After the instantiation of a window able to display the image, and at the end the result of the estimated pose, we setup the camera parameters. We consider here the following camera model ${\bf a}=(p_x,p_y, u_0,v_0)$ where $p_x = p_y = 800 $ are the ratio between the focal length and the size of a pixel, and where the principal point $(u_0, v_0)$ is located at the image center position.

vpCameraParameters cam(840, 840, I.getWidth()/2, I.getHeight()/2);

Each blob is then tracked using a vector of four vpDot2 trackers. To avoid human interaction, we initialize the tracker with a pixel position inside each blob.

std::vector<vpDot2> dot(4);
dot[0].initTracking(I, vpImagePoint(193, 157));
dot[1].initTracking(I, vpImagePoint(203, 366));
dot[2].initTracking(I, vpImagePoint(313, 402));
dot[3].initTracking(I, vpImagePoint(304, 133));

We also define the model of our 12cm by 12cm square by setting the 3D coordinates of the corners in an object frame located in this example in the middle of the square. We consider here that the points are located in the plane $z=0$.

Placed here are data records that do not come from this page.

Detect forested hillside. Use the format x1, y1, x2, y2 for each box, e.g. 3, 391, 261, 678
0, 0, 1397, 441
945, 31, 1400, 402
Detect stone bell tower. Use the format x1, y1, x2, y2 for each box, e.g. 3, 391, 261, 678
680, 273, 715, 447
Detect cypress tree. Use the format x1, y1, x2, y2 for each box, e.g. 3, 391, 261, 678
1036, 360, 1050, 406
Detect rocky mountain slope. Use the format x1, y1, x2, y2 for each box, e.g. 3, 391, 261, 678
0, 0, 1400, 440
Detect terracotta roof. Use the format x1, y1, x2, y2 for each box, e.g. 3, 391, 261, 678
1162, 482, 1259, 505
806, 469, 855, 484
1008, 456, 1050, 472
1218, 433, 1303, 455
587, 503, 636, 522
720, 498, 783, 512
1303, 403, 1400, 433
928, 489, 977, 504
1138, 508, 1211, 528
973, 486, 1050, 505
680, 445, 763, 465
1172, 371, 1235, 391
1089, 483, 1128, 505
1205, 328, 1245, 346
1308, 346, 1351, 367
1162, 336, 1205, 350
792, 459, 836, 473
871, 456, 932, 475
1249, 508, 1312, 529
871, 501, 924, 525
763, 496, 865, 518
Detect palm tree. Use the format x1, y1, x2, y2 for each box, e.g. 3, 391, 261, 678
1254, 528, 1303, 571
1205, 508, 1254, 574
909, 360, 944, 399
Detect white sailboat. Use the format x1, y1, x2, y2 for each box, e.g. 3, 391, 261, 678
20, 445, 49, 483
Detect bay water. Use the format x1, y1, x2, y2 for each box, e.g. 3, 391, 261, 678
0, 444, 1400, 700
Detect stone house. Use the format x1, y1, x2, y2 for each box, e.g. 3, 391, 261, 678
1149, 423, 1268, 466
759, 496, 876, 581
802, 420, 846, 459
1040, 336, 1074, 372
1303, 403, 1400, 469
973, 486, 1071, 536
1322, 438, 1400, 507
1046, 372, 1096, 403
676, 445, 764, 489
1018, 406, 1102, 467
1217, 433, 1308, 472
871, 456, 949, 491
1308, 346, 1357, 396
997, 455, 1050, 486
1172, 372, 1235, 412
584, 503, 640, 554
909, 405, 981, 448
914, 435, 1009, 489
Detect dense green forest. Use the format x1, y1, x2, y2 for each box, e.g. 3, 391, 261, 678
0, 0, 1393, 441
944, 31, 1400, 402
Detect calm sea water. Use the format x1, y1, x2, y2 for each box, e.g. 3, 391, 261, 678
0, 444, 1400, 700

std::vector<vpPoint> point(4);
point[0].setWorldCoordinates(-0.06, -0.06, 0);
point[1].setWorldCoordinates( 0.06, -0.06, 0);
point[2].setWorldCoordinates( 0.06, 0.06, 0);
point[3].setWorldCoordinates(-0.06, 0.06, 0);

Next, we created an homogeneous matrix cMo that will contain the estimated pose.

In the infinite loop, at each iteration we read a new image (in this example it remains the same), display its content in the window, and track each blob.

vpImageIo::read(I, "square.pgm");
for (unsigned int i=0; i < dot.size(); i ++) {
dot[i].setGraphics(true);
dot[i].track(I);
}

Then we call the pose estimation function computePose() presented previously. It uses the 3D coordinates of the points defined as our model in the object frame, and their corresponding 2D positions in the image obtained by the blob tracker to estimate the pose cMo. This homogeneous transformation gives the position of the object frame in the camera frame.

computePose(point, dot, cam, init, cMo);

The resulting pose is displayed as an RGB frame in the window overlay. Red, green and blue colors are for x, y and z axis respectively. Each axis is 0.05 meter long. All the drawings are then flushed to update the window content.

At the end of the first iteration, we turn off the init flag that indicates that the next pose estimation could use our non linear vpPose::VIRTUAL_VS estimation method with the previous pose as initial value.

if (init) init = false;

Finally, we interrupt the infinite loop by a user mouse click in the window.

if (vpDisplay::getClick(I, false)) break;

We also introduce a 40 milliseconds sleep to slow down the loop and relax the CPU.

We provide also an other example in tutorial-pose-from-points-tracking.cpp that shows how to estimate the pose from a tracking performed on images acquired by a firewire camera.